Many observers expressed outrage and surprise at the lack of attention to environmental issues in the election campaign. While the outrage is justified, the surprise is not. It would have been astonishing if the environment had featured strongly. Some reasons are to do with the UK political system. Some concern the nature of politics in 'market democracies'. And some stem from the 'diffuse' environmental problems that pose the greatest risks of unsustainable development.
"...there is a great challenge to convert latent social anxieties about the environment into genuine demand for change to which parties must respond."
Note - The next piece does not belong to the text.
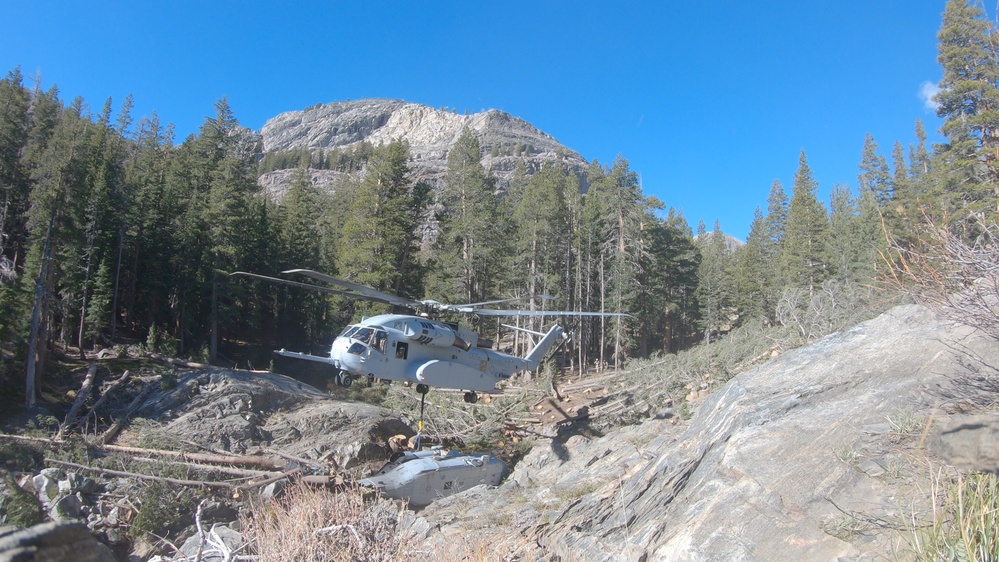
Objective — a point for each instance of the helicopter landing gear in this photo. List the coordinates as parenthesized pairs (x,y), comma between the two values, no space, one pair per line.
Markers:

First, consider the UK electoral system and over-centralised government. The voting system concentrates attention on marginal seats. Only a few hundred thousand votes really count. Parties focus on the messages that will win them votes in these seats. It is a recipe for short-termism and bidding wars. Then there is the centralisation of government. Many observers were struck by the obsessive debates over the minutiae of taxation and local services. But this is inevitable in a system where Whitehall has such power over local finance and services. UK general elections are hugely scaled-up local elections, concentrating on issues elsewhere left to regional and community governance.
There are wider problems for environmental politics in market democracies. As affluence advances, so parties and other collective bodies have weakened. Politics becomes, as JK Galbraith argued, a matter of satisfying the 'culture of contentment' - the affluent majority who have most clout in elections and lobbies. A widespread response from parties has been to treat citizens as consumers, to dilute messages about common risks and civic responsibilities, and to seek to outbid each other in safeguarding the affluence of the 'contented'.
This trend connects to problems posed by the nature of the worst environmental risks. These concern the massively 'diffused' pollution from deeply rooted and popular mass consumption patterns (cars, air travel, shopping, etc). As Tom Burke has said, 'the buck stops everywhere'. Facing up to this calls for policies for demand management, lifestyle change and restraint - all affecting the majority 'culture of contentment'. Great political courage is required even to raise these issues, and it is in short supply. Diffuse pollution problems (waste, transport, carbon emissions, energy use) are thus leadership-resistant issues in modern market democracies. Parties are easily tempted into conspiracies of silence. Moreover, many of these problems are literally invisible to voters (and to many politicians): at the moment, they only become 'salient' in exceptional circumstances (as with extreme weather events).
This is also a problem for NGOs and others seeking to raise the profile of environmental issues. They have yet to find ways to translate their large membership figures into unignorable bottom-up pressure on the political process. At the moment there is no electoral penalty for parties for failing to focus on the environment. We cannot rely on disasters to provide the motivation for politicians to do better. So there is a great challenge to NGOs and other actors in 'civil society' to rethink their strategies for influencing citizens, parties and institutions, and to convert latent social anxieties about the environment into genuine demand for change to which parties must respond. Two tasks stand out: first, develop new ways to engage NGO supporters in Green consumption and political pressure; and second, promote more inter-party competition on environmental issues. This means taking a long-ignored group seriously as potential converts - the Conservative party.